Goodbye a weapon to Ernest Hemingway
Trieste barely appeared on the radar that shattered British cities before this millennium, but I lived there for a while as a student, and I am delighted to find this new host. Poorly located in the limestone hills north of the city. Dramatic love story of the First World War between an American paramedic and an English nurse taking us from Friuli to a hospital in Milan, returning to the front and escaping through a film action through the Tagươngento river near d 'Udine, before an emotional finale in Switzerland. The ban on the Mussolini regime is an additional recommendation.

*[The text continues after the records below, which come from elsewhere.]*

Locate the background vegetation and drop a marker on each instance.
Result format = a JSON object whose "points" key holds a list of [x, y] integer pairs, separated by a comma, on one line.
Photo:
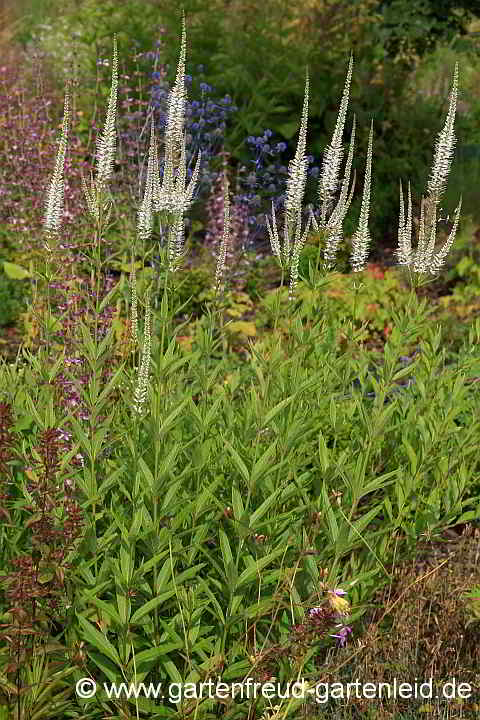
{"points": [[276, 463]]}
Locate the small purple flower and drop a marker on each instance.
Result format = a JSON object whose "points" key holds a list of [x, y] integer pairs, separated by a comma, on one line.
{"points": [[342, 636]]}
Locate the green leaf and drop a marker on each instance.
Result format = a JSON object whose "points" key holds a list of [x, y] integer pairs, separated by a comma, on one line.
{"points": [[238, 462], [98, 640], [253, 571], [288, 129], [150, 605], [15, 272]]}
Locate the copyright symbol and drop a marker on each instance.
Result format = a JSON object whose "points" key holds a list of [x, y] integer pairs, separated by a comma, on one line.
{"points": [[86, 688]]}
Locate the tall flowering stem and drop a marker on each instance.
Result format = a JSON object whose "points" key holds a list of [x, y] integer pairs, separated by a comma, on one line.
{"points": [[425, 260]]}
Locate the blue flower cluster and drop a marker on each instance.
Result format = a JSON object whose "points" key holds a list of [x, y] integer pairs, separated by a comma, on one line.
{"points": [[205, 123]]}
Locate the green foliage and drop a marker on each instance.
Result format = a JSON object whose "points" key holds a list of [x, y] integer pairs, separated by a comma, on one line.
{"points": [[14, 293]]}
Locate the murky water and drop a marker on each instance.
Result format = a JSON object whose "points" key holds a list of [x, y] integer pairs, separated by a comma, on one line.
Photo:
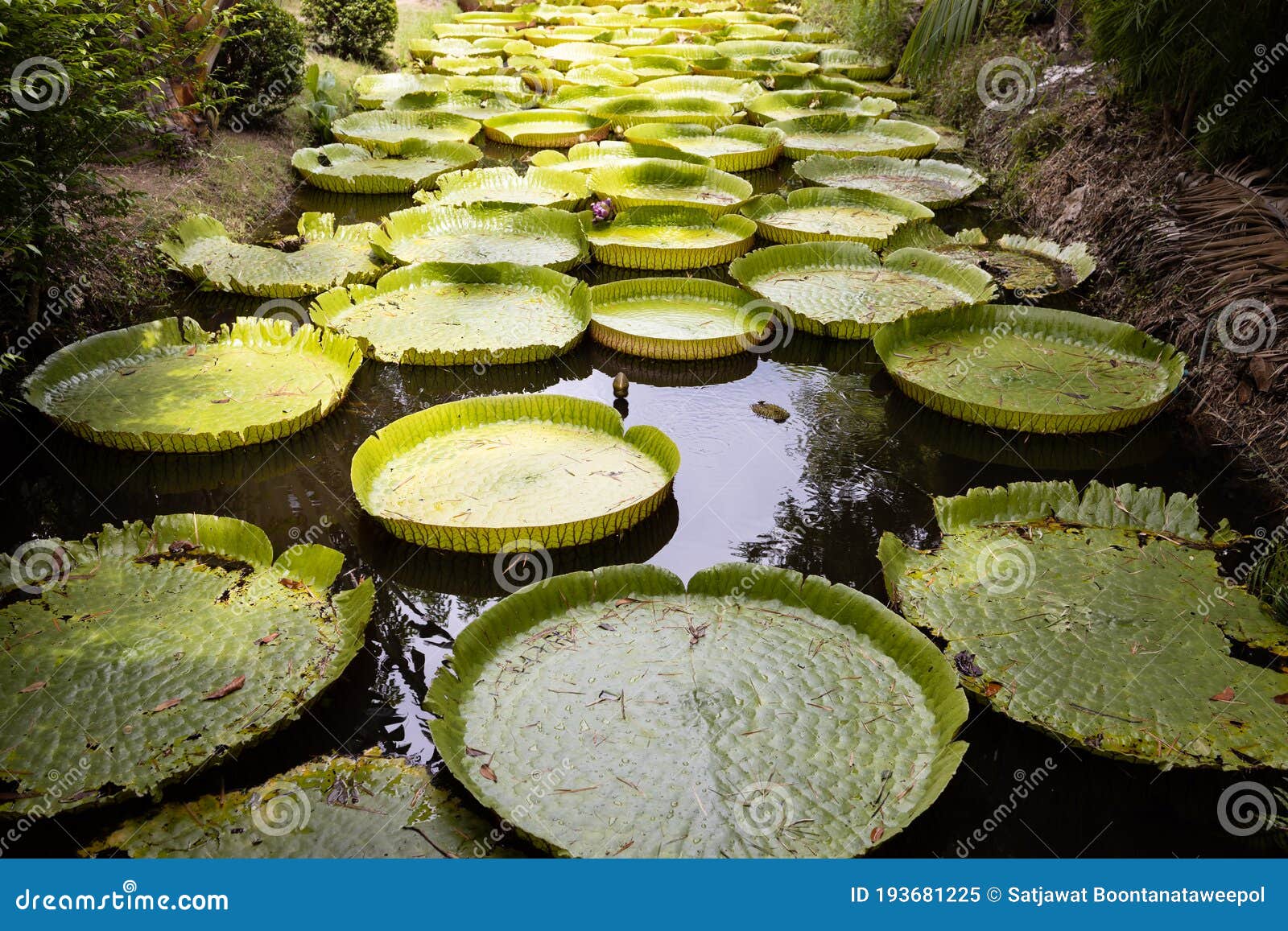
{"points": [[856, 459]]}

Enchanting April by Elizabeth von Arnim
It seems as appealing as it does today when this book was published in 1922: People who enjoy wistaria and the sun. The small medieval Italian castle on the shores of the Mediterranean will be furnished for April. The women tried to make England humble and dismal, older than Lucy Honey sounds, and fought. There is no point in leaving and having fun, he said one thing, because we will come back much more pleasantly. Carrying the sexy descriptions of the castle, the gardens and olive groves leading to the sea all excel in bright and vibrant colors.

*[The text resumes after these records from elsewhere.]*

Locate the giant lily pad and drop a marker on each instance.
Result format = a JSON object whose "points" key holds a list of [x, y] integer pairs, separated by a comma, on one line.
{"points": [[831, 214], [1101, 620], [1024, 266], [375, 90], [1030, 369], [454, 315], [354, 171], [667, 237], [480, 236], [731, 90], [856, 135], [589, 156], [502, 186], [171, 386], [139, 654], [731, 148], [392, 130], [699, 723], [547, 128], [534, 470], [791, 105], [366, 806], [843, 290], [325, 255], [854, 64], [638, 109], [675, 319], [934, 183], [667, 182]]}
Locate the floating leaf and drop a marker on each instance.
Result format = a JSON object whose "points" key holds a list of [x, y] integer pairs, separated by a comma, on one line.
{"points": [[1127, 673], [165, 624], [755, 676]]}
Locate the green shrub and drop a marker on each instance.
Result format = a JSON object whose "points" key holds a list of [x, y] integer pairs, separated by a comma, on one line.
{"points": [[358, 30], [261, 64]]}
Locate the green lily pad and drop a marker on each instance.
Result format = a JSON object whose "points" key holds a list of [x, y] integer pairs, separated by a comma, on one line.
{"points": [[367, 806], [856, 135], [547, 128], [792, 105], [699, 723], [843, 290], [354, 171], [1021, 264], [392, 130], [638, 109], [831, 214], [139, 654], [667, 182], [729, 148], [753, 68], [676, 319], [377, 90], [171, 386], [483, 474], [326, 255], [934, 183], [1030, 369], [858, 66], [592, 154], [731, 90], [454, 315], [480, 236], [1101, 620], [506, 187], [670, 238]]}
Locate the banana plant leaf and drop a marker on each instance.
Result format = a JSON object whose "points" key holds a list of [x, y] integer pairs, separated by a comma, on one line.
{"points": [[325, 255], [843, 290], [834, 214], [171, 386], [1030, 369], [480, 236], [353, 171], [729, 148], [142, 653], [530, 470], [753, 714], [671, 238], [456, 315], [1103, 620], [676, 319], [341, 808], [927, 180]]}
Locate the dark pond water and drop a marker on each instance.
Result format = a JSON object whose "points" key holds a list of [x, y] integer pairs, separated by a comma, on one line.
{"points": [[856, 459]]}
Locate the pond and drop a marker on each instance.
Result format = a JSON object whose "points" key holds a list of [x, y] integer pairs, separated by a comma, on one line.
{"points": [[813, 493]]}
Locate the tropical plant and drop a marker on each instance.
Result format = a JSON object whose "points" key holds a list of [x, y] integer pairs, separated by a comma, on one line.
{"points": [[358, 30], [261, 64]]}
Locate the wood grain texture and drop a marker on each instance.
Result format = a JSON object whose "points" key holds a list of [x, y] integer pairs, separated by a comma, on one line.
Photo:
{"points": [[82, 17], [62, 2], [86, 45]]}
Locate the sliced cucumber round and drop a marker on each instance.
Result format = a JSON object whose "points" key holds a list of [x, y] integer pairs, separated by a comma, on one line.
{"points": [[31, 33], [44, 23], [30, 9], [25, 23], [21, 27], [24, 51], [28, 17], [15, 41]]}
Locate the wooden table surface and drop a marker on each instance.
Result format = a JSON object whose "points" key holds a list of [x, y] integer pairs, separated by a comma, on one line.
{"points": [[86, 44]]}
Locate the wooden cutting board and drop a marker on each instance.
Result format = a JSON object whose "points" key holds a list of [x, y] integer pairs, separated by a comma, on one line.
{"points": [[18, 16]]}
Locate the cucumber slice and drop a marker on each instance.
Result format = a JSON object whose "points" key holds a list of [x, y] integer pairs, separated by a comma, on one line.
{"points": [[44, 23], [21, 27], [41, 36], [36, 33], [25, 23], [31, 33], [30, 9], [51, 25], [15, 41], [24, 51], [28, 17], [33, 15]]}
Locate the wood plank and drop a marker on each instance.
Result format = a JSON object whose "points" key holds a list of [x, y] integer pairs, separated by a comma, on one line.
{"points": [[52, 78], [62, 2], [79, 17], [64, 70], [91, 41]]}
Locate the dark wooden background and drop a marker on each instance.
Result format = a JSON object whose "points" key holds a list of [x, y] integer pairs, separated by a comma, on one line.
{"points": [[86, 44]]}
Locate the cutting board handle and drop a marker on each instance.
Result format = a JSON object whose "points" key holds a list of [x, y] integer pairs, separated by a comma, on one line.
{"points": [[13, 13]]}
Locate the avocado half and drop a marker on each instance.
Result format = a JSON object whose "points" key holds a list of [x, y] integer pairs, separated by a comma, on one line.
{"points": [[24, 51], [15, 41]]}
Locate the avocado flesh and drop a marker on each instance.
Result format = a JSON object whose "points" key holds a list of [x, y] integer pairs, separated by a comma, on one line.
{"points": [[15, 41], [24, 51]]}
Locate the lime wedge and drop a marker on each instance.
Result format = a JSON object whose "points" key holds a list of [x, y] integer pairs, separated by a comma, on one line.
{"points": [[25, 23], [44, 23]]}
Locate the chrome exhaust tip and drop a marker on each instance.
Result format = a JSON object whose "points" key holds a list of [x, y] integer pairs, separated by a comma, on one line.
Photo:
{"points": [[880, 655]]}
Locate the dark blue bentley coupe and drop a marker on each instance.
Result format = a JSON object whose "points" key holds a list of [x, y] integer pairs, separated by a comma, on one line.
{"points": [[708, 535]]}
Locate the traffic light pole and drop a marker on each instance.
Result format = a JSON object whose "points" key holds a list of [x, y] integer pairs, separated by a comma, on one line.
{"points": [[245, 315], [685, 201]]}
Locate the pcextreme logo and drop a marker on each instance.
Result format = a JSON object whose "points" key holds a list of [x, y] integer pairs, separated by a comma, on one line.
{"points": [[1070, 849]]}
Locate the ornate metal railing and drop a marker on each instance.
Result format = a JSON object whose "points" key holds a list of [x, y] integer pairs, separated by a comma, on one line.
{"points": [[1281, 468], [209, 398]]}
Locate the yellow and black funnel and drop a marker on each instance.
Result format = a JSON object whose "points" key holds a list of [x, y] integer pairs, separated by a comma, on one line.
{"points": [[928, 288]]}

The name of the rose by Umberto Eco
If you are driving from Turin to the west of the Alps, you may have discovered a majestic mountain peak, Sacra di San Michele. It was the Benedictine abbey that inspired Umberto Eco's first novel (published in 1980 and later filmed with Sean Connery and Christian Slater), even if for me it also reminded me of my spirit. Pomposa Abbey near Ferrara and hundreds of other medieval stacks. The best-selling and excellent academic writer transmits sculptures and frescoes through the way they amaze the mind of the young Adso. This mixture of history and mystery is an easy way to read in Eco's works, on love, learning and the search for meaning, while evoking the ancient world and the dramatic landscapes created by Italy. . Very good.
Donna Leon's Acqua Alta
With the bodies discovered in the canals, the piazzas and even the opera La Fenice, Venice by Commissario Guido Brunetti, a bit like Inspector Morse, Oxford, an incredibly attractive murder rate. All of the 29-year-old detective novels by Donna Leon are located in or near the city in which she has lived for decades and have a fiery fan base everywhere except Italy (they have never been translated into Italian). Lovers of La Serenissima in the place with few tourists will love this story which takes place in the dark weather of February, with the arrival of Ala (flood) in the city (as happened last fall ). ). With food even more important than life and death in Italy, the book opens openly with opera singer Flavia in her kitchen, slicing onions, garlic, tomatoes and two eggplants. fat.
Deceived by Michael Dibdin
Umbria was called Tuscany just 20 years ago, but its capital, the underrated capital of Perugia, is still underestimated, despite budget flights to San Francesco airport in Assisi. The best-selling crime writer Dibdin lends himself to the city as a college English teacher in the 1980s and in that, his first Aurelio Zen novel, the surprising Venetian detective is sent to the city known for chocolates, Etruscans, fat painters, grammar, Foreigners University, and sportswear. I can recommend all of Dibdin 11's complex, satirical and sometimes surreal Zen books, because each one is placed in a different part of Italy: the great Vendetta in Sardinia, or A Long. the vineyards of the Piemonte region.